I’m a classic stumbler. God knows how this happens. When I arrive at a party, I’m a fully functional human being. Hell, I walk in tapping my head and rubbing my stomach to prove just that. But following more than a few trips to the fridge and liquor cabinet, I look like a giraffe with socks trying to walk on a newly stained hardwood floor. Somebody better throw a walker under me before I slip in the bathroom and crack my skull. Or you could just strap a Life Alert® around my neck. Whichever works.

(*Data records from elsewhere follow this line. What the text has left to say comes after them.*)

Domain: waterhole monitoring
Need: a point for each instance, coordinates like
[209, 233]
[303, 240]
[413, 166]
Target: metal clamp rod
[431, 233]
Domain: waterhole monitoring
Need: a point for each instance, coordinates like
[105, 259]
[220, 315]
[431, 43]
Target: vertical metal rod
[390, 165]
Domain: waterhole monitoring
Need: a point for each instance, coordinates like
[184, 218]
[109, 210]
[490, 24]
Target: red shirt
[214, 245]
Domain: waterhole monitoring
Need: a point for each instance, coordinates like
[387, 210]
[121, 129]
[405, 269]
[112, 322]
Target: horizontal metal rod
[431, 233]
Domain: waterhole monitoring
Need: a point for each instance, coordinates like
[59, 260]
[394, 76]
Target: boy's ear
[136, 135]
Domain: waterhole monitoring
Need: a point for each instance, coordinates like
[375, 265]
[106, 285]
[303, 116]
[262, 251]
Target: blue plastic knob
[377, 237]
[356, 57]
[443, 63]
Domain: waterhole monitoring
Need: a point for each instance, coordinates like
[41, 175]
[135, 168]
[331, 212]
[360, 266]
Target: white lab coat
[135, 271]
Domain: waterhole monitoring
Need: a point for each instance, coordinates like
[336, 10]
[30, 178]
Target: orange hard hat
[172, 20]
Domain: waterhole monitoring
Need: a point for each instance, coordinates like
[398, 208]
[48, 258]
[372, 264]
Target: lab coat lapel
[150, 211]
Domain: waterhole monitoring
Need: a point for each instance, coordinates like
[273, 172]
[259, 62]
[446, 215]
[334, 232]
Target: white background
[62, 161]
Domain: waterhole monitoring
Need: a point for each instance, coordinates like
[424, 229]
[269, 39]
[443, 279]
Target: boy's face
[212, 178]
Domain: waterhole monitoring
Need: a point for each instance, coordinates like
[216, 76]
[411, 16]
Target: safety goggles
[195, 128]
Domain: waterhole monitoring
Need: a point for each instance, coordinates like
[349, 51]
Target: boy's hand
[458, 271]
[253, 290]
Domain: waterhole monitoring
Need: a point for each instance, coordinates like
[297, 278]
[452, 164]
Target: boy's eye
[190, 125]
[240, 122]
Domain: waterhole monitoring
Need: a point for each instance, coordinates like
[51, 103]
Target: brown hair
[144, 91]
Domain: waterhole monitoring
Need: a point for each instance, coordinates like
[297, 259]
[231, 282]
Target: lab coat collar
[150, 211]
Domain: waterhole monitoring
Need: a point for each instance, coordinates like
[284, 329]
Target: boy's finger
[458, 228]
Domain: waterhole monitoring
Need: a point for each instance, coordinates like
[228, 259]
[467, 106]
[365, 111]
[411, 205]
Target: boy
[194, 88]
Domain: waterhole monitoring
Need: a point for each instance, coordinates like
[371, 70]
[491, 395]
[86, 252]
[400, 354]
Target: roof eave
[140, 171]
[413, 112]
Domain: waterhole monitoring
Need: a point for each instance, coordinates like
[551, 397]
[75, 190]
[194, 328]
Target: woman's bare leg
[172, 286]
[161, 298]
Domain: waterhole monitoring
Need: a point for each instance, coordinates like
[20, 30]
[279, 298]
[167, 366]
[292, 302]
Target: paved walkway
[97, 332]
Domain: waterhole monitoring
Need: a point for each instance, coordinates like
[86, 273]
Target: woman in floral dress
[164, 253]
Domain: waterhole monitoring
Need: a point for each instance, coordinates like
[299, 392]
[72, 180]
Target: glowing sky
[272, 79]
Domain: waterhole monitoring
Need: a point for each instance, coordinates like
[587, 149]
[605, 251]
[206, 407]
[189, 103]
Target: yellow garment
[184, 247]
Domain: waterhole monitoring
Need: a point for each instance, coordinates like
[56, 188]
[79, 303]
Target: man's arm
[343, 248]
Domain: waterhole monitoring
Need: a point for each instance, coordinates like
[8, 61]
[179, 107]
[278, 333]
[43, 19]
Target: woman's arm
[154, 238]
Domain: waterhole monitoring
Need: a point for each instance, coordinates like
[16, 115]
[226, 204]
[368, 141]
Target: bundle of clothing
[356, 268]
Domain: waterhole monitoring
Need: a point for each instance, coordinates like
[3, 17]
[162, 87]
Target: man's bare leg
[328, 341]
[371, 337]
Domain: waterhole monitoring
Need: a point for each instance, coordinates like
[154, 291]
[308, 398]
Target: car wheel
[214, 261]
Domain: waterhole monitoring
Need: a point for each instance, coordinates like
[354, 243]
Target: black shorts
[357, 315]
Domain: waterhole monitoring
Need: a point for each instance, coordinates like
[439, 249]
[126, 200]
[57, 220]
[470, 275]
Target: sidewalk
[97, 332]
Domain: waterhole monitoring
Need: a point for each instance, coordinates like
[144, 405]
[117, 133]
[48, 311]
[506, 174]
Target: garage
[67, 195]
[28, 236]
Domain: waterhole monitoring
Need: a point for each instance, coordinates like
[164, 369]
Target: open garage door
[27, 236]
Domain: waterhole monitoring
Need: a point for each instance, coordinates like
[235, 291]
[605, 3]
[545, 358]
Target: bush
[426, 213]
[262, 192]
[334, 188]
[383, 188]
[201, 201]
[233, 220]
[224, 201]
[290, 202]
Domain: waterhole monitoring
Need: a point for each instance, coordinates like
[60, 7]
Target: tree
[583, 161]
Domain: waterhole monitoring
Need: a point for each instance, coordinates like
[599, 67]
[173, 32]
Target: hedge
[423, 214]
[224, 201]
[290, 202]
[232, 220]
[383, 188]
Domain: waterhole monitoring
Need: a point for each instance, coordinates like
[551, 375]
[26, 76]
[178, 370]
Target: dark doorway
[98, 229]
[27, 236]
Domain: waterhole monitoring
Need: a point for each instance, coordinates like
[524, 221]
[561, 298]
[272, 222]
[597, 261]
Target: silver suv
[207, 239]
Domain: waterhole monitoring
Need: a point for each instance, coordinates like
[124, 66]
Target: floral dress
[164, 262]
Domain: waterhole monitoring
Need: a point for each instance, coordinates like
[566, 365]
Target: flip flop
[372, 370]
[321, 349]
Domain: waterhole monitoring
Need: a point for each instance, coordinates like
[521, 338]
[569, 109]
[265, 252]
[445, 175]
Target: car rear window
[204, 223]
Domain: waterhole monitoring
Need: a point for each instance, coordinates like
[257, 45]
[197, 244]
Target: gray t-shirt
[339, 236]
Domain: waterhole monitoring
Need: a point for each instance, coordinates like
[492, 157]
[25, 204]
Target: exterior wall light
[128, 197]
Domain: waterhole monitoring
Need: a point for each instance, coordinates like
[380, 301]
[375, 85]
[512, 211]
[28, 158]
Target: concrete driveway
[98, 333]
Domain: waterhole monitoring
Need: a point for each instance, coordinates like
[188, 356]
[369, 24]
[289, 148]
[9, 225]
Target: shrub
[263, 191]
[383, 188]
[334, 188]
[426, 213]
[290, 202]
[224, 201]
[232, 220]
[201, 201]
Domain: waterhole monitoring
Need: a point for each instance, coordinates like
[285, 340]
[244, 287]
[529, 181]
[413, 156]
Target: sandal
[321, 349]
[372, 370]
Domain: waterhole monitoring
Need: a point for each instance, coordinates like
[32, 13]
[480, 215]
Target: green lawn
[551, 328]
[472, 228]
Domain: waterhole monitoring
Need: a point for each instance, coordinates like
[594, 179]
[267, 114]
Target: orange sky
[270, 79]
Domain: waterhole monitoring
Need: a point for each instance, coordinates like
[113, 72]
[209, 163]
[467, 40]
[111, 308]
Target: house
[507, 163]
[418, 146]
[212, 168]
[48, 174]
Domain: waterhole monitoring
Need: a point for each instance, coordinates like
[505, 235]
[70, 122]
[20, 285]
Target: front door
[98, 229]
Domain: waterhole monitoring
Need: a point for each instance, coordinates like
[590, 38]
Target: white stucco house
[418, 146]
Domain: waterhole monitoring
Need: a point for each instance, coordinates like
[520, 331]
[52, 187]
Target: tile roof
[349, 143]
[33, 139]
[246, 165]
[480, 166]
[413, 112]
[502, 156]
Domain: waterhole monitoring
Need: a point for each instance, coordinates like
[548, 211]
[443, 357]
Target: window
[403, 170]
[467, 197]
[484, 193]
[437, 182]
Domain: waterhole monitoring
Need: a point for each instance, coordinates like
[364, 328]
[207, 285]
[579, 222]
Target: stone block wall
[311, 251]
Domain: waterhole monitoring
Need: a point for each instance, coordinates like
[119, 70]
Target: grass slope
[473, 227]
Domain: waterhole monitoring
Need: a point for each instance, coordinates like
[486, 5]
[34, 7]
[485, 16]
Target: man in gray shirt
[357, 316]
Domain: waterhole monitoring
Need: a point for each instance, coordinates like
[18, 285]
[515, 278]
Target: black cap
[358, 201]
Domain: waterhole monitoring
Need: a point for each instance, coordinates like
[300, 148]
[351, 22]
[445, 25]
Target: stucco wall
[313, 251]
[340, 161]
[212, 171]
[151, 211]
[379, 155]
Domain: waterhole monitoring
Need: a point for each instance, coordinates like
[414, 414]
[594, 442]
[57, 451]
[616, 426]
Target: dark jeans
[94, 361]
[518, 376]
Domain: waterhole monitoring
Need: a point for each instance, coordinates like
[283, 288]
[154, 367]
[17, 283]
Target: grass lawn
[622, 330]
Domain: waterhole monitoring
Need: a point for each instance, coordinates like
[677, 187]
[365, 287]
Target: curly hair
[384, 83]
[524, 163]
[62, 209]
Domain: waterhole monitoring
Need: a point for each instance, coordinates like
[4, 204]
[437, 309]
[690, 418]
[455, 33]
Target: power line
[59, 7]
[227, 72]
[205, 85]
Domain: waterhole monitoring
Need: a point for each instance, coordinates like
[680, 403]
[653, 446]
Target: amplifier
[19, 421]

I’m Very Protective Of My Property

You need something to eat? Sure, help yourself. Your phone is at 8 percent? There’s a charger next to the desk. You need to borrow my laptop to download Scandinavian Viking fetish porn? Go for it, dude. Sober me is a carefree communal hippie and I wish it would stay like that. As soon as I become one of those glassy-eyed slumps on the couch, the grumpy old man is revealed. I dare to you touch the fifth of Jack I’ve been cradling. My response will be identical to your grandfather meeting cousin Jimmy’s “partner.”

“You Call This Music?”

Whether it’s the Lils or the A$APs, it all sounds the same to me. The left hemisphere of my geezer mind is wondering why one particular idiot keeps Ms in his bank account. Meanwhile the right hemisphere wants to send in the National Guard to control this Gucci Gang.

As soon as someone changes the tune to “Sweet Caroline” or “Don’t Stop Believing” I’m trying to balance myself on a table using the keg nozzle as a microphone. A parade of entertained yet concerned partiers gather around to watch the spectacle. While I’m pointing in the crowd and yelling, “Touching me. Touching youuuu…”

I Never Saw A Buffett I Didn’t Like

All you can eat for $10? Done deal. I don’t care if the half cooked shredded chicken has salmonella. It’s delicious.

The Post Game

When I get home, I throw on some slippers, watch a few episodes of Frasier, and then drift off into a sex dream with Betty White.